Beleaguered insurer to move away from broker-sold personal lines
Royal & SunAlliance is set to move away from broker-sold personal lines products in an attempt to raise profits and investor confidence.
R&SA finance director Julian Hance said: "We want to move away from mid-market, price-differentiated business. In general, on the personal lines, that means away from intermediated and towards direct.
Hance admitted that the company's plunging share price was "extremely frustrating". It fell 21.54% on 8 August, because of disappointing interim results, the announcement that 1,200 jobs will be cut and the admission that the group needs more money.
The interim results revealed that R&SA's 11 September losses have risen by £66m to £275m, operating profits fell 18% to £301m in the first half of the year and the dividend of 4p was less than the 5.5p most analysts had expected.
With the stock dipping to its lowest level in 17 years, big shareholders were reported to be demanding the head of Hance's boss, chief executive Bob Mendelsohn.
Hance said he was not worried about his job.
"When you start doing that, your eye goes off the ball. I've been too busy trying to manage the position."
He claimed the stock was trading at "very considerably less than tangible asset value", showing the market was influenced by short-sellers and hedge fund activity - people betting the company will be forced into a cash call.
"We are extremely frustrated and feel for the shareholders," he said.
Mendelsohn said if markets stayed low, he would need to raise more money to support underwriting.
A rights issue is one option, but Hance said the group was looking to close less successful lines of business, sell off more non-core operations and use reinsurance or quota share arrangements.
It is closing its life operation to all new business and plans to reinsure part of the remaining life book that will release £100m for general insurance.
As a result, 1,200 jobs will go, mostly at three life offices - Bristol, which will close, Liverpool and Horsham in Sussex.
But the efficiency of the company's book is improving. Its combined ratio for the first half was 104.6%.
If the new developments over the World Trade Centre loss are excluded it would achieve Mendelsohn's target of 103% .

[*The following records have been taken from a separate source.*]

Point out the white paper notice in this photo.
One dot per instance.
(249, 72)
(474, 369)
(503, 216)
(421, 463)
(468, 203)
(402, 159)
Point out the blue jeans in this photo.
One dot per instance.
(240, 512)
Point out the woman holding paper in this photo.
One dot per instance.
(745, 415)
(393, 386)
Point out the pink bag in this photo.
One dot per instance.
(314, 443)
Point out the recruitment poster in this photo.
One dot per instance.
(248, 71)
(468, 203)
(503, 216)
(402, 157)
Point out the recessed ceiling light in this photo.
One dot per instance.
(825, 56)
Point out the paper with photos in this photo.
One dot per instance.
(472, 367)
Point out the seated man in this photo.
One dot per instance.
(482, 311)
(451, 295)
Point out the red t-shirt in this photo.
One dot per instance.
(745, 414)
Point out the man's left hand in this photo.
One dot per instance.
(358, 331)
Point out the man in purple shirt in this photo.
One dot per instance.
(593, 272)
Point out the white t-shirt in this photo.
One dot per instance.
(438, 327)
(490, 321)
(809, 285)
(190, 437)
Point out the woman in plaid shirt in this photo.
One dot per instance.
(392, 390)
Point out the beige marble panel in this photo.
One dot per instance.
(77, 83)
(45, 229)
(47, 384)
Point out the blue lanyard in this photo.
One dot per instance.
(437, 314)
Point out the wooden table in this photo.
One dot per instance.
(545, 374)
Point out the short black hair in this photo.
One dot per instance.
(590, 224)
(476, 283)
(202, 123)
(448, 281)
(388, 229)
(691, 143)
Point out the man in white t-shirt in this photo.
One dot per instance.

Overall, the group made a £319m loss before tax on ordinary activities in the six months to the end of June.
Its general business result for the period was £232m, down from £335m last year.
Estimates of the deficit in R&SA's staff pension fund range from £400m to £750m. The fund showed a deficit of £128m at the end of last year.
Ratings agency Fitch on Monday affirmed its A- long-term rating for Royal&SunAlliance.